The victim – an opinionated busybody whose jewelry store sold original designs, along with some possibly “hot” merchandise – had plenty of enemies, spurring Charlotte and Ellen to offer their well-honed investigative skills to assist the local police. But as they delve deeper into each of the guest’s stories, they realize all of them had a motive, and the means, to close the book on the unfortunate victim. 

Enlisting the aid of a few local residents, as well as their new ally, agent Gavin Howard, Charlotte and Ellen vow to reveal the truth, even if the path to any sort of happy ending is strewn with deadly danger.

-I’m taking a ballads and folktales course this semester as part of my children’s literature degree and I thought about it so much while reading this book
-the theme is Alice in Wonderland
-EVERYONE has a motive which I think is very good
-this is definitely a good afternoon read with a cozy cup of coffee

Four stars.



Spear by Nicola Griffith
192 pages
publishes April 19th, 2022

If Le Guin wrote a Camelot story, I imagine it would feel like Spear: humane, intelligent, and deeply beautiful. It’s a new story with very old bones, a strange place that feels like home. –Alix E. Harrow, author of A Spindle Splintered

She left all she knew to find who she could be . . . 

She grows up in the wild wood, in a cave with her mother, but visions of a faraway lake drift to her on the spring breeze, scented with promise. And when she hears a traveler speak of Artos, king of Caer Leon, she decides her future lies at his court. So, brimming with magic and eager to test her strength, she breaks her covenant with her mother and sets out on her bony gelding for Caer Leon. 

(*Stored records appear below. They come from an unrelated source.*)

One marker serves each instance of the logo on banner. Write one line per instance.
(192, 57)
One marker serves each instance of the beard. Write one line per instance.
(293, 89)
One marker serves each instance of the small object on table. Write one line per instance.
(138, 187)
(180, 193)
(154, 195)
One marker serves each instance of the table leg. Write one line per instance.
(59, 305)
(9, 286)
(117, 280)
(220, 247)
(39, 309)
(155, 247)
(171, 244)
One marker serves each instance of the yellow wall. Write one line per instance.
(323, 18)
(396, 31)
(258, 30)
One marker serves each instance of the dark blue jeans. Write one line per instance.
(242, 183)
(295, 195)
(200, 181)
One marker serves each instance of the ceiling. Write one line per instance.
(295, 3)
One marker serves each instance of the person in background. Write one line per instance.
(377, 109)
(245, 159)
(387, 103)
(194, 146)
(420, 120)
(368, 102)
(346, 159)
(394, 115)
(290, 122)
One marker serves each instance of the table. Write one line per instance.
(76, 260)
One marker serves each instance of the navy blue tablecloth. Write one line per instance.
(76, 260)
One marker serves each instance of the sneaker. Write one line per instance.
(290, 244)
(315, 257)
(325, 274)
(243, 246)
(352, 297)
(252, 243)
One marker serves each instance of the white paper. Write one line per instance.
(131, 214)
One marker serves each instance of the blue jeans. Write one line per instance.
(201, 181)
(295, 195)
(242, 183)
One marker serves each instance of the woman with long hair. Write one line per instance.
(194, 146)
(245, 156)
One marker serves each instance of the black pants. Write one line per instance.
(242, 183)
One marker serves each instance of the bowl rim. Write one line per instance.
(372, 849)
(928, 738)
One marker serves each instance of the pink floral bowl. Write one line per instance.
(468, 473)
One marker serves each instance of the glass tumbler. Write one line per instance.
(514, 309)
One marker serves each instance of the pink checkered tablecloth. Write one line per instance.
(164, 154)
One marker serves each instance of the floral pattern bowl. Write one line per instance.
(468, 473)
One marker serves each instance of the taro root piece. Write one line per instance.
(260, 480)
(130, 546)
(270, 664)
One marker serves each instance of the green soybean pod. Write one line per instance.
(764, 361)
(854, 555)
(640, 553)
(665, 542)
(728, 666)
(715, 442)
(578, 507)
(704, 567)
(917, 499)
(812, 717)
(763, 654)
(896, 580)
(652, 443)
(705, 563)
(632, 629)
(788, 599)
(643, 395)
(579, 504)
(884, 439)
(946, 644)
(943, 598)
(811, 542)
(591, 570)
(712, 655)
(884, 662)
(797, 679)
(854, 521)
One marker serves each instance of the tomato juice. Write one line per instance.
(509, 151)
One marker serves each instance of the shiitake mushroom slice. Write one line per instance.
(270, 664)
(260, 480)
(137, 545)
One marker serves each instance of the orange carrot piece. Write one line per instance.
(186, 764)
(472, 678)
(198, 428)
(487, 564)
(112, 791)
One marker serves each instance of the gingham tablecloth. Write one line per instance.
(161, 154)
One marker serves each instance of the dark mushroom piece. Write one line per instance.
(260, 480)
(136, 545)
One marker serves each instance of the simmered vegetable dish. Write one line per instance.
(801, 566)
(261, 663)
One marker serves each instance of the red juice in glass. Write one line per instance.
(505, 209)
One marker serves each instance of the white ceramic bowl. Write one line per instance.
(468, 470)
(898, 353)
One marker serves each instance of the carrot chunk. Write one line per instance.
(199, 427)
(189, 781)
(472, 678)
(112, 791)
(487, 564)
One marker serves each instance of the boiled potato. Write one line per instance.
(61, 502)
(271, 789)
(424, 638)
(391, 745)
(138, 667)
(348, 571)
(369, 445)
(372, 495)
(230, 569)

With her stolen hunting spear and mended armour, she is an unlikely hero, not a chosen one, but one who forges her own bright path. Aflame with determination, she begins a journey of magic and mystery, love, lust and fights to death. On her adventures, she will steal the hearts of beautiful women, fight warriors and sorcerers, and make a place to call home. 

The legendary author of Hild returns with an unforgettable hero and a queer Arthurian masterpiece for the modern era. Nicola Griffith’s Spear is a spellbinding vision of the Camelot we’ve longed for, a Camelot that belongs to us all.

On the surface, this is everything I love in a book (queer Arthurian retelling! Welsh Arthurian retelling! sapphic!), but it really unfortunately felt like it Was Not For Me, which I don’t think was any particular fault of the book itself, it was honestly probably just the fact that it is Finals Week and also Migraine Week for me. I think if you liked Cursed which was an Arthurian retelling on Netflix that premiered at the start of the pandemic, you’ll really like this book, but I couldn’t get into that for similar reasons (it was the start of a pandemic and I was very stressed about it). Three stars but like, I’m sad about it. Rating systems suck.